Various Approaches to Addressing Unit Commitment Issues in Electric Power Plants

In this work, the Unit Commitment (UC) problem has been investigated.   In order to ensure that the demand for energy is constantly met at the lowest feasible cost, the challenge is in determining which subset of generating units within a power system is particularly effective.    Additionally, heuristics, dynamic programming, and Lagrangian relaxation are some of the approaches that are being researched.  The uniform convergence (UC) problem is characterized by a number of intrinsic complexities, and each of these techniques is designed to accommodate those complexities.  There are a great number of operational restrictions that are responsible for these levels of complexity.  These kinds of limitations include things like the requirements for the spinning reserve, the restraints on the thermal unit, the availability of fuel, and the emission regulations.  The purpose of this research is to provide light on the effectiveness of a number of contemporary optimization approaches, including enumeration methods, integer programming, and evolutionary algorithms, among others. This research examined how a regional power system operated normally and under emergency situations by studying distribution of power loads alongside generator capacity as well as backup reserves and inter-regional power transfer. The analysis examined both major power plant outages which disrupt the system balance especially when units 7 and 8 fail and what happens when power demand exceeds capacity.
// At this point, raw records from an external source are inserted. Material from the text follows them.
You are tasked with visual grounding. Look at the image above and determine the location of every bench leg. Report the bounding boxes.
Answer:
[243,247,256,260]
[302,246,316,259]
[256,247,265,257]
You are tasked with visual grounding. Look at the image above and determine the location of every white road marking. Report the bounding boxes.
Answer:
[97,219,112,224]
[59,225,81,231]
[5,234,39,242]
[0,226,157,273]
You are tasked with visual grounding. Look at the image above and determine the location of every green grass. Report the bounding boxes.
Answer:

The analysis demonstrated that the system has acceptable performance during regular operations but significantly depends on Southern region resources after unit failures cause reduced spinning reserves with substantial interchanges occurring. Tests of increased power demand confirmed that Eastern and Western regions faced essential power deficits reaching 650 MW. System reliability depends on proper distribution of generating sources combined with strategic reserve margin reinforcement together with improved power flow flexibility between regions.